Monday, January 9, 2023

200 Years Ago (Ackermann's Repository, January 1823)

 ... Or to give its title in full: Repository of Arts, Literature, Commerce, Manufactures, Fashions and Politics.  The "fashions" part of the journal consisted of a pair of fashion plates in each issue, along with descriptions of the plates and articles reporting on the latest fashion news from London and Paris.

To start off 1823 on a suitably festive note, we have a ball dress.

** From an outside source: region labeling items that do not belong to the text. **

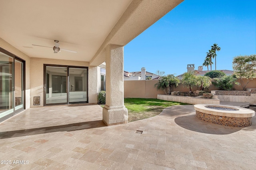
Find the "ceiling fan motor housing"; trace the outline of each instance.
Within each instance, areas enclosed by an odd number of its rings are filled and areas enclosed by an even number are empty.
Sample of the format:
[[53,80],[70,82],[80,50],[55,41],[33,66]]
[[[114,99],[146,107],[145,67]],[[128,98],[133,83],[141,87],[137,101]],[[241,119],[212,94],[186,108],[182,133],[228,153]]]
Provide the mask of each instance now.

White crèpe lisse dress, worn over a bright pink satin slip; the corsage of white satin, cut bias, and fits the shape: it is ornamented with simple elegance, being separated into narrow straps, nearly two inches deep, and edged with two small folds of pink crèpe lisse set in a narrow band of folded white satin, finished with a tucker of the finest blond lace. The sleeve is short, of very full white crèpe lisse, partly concealed by two rows of white satin diamonds, edged with pink crèpe lisse, and united by half a dozen minute folds of white satin: at the botton of the dress is one row of large full puffs or bouffantes, of white crèpe lisse; between each are eight white satin loops, attached to the bouffantes, and surrounding a cluster of half-blown China roses.  The hair, without ornament, à la Grecque.  Ear-rings, necklace, armlets, and bracelets, of dead gold, with pink topazes and emeralds, interspersed, and fastened by padlock-snaps studded with emeralds. Long white kid gloves.  Pink satin shoes.

From all this verbiage I come away with a two key points.  Firstly, that the "bright pink slip" was meant to be seen under the transparent overskirt (unlike the twentieth century garments of the same name).  Secondly, that the bias cut was not invented by Vionnet in the early twentieth century, though here it is only used to make the bodice.  The engraving informs me that waists were still fairly high and skirts narrow in the early 1820s, though the use of decorations at the hem is a first step in making skirts fuller.

The Repository doesn't name a dressmaker, so I've no idea if this was an actual garment or an artist's  fantasy.   Readers of this detailed description, however, would probably have been able to use it to create a facsimile with the aid of their dressmaker—though they might have used less expensive materials!  

(The Philadelphia Museum of Art has put scans of the complete run of Ackermann's Repository up on the Internet Archive.)